The group of four in the basement developed their own diurnal rhythm as the days stretched into weeks. Each morning, before Nikki and Ellie awakened, Archie and Richard would talk about a wide range of topics of mutual interest. By this time, Archie’s lip-reading was nearly flawless, and Richard’s comprehension of the octospider colors was good enough that the octospider was only rarely asked to repeat what he had said.

Many of the conversations were about science. Archie was especially fascinated by the history of science in the human species. He wanted to know what discoveries were made when, what prompted the key investigations or experiments in the first place, and what inaccurate or competing models explaining the phenomena were discarded as a result of each new understanding.

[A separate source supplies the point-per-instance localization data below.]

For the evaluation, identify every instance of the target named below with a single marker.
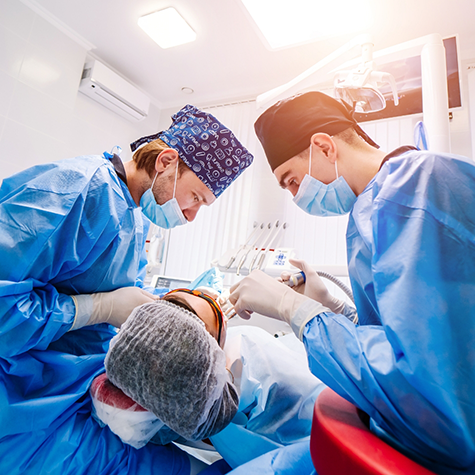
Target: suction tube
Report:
(299, 278)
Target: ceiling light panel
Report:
(167, 28)
(286, 23)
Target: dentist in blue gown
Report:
(72, 237)
(410, 362)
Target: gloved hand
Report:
(222, 299)
(260, 293)
(109, 307)
(314, 287)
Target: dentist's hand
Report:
(314, 287)
(262, 294)
(109, 307)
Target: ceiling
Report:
(228, 62)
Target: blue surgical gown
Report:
(69, 227)
(410, 364)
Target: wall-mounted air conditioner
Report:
(109, 89)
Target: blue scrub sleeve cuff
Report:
(83, 304)
(350, 313)
(308, 310)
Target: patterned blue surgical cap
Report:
(208, 147)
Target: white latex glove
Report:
(260, 293)
(109, 307)
(314, 287)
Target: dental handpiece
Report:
(296, 279)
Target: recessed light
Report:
(167, 28)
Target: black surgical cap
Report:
(286, 127)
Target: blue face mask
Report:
(167, 215)
(318, 199)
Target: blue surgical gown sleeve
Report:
(414, 372)
(59, 222)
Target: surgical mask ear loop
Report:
(176, 177)
(153, 182)
(310, 161)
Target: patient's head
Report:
(205, 307)
(165, 360)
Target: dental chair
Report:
(342, 444)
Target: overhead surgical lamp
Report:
(359, 87)
(434, 81)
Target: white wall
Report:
(42, 115)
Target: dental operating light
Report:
(359, 87)
(167, 28)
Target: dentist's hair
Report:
(146, 156)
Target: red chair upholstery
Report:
(340, 443)
(104, 391)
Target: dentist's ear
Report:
(167, 157)
(326, 145)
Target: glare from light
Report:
(290, 22)
(167, 28)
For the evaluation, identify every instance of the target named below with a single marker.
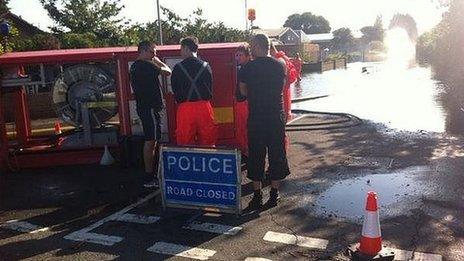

“So it was actually war that accelerated the development of both aeronautics and nuclear physics in your species,” Archie said one morning. “What an amazing concept!.. You cannot possibly appreciate,” the octospider added a few seconds later, “how staggering it is for me to experience, even vicariously, your incremental process of learning about nature. Our history is totally different. In the beginning our species was completely ignorant. Shortly thereafter a new kind of octospider was created, one that could not only think, but also observe the world and understand what it was seeing. Our mentors and creators, the Precursors, already had explanations for everything. Our task as a species was quite simple. We learned what we could from our teachers. Naturally, we did not have any concept of the trial and error that is involved in science. For that matter, we had no idea at all of how any component in a culture evolves. The brilliant engineering of the Precursors allowed us to skip hundreds of millions of years of evolution.

“Needless to say, we were woefully unprepared for taking care of ourselves after the Great Calamity occurred. According to the more historical of our legends, our primary intellectual activity for the next several hundred years was to accumulate and understand as much of the Precursor information as we could find and/or remember. In the meantime, with our benefactors no longer around to provide ethical guidelines, we regressed sociologically. We entered a long, long period in which it was questionable whether or not the new, intelligent octospiders created by the Precursors would indeed survive.”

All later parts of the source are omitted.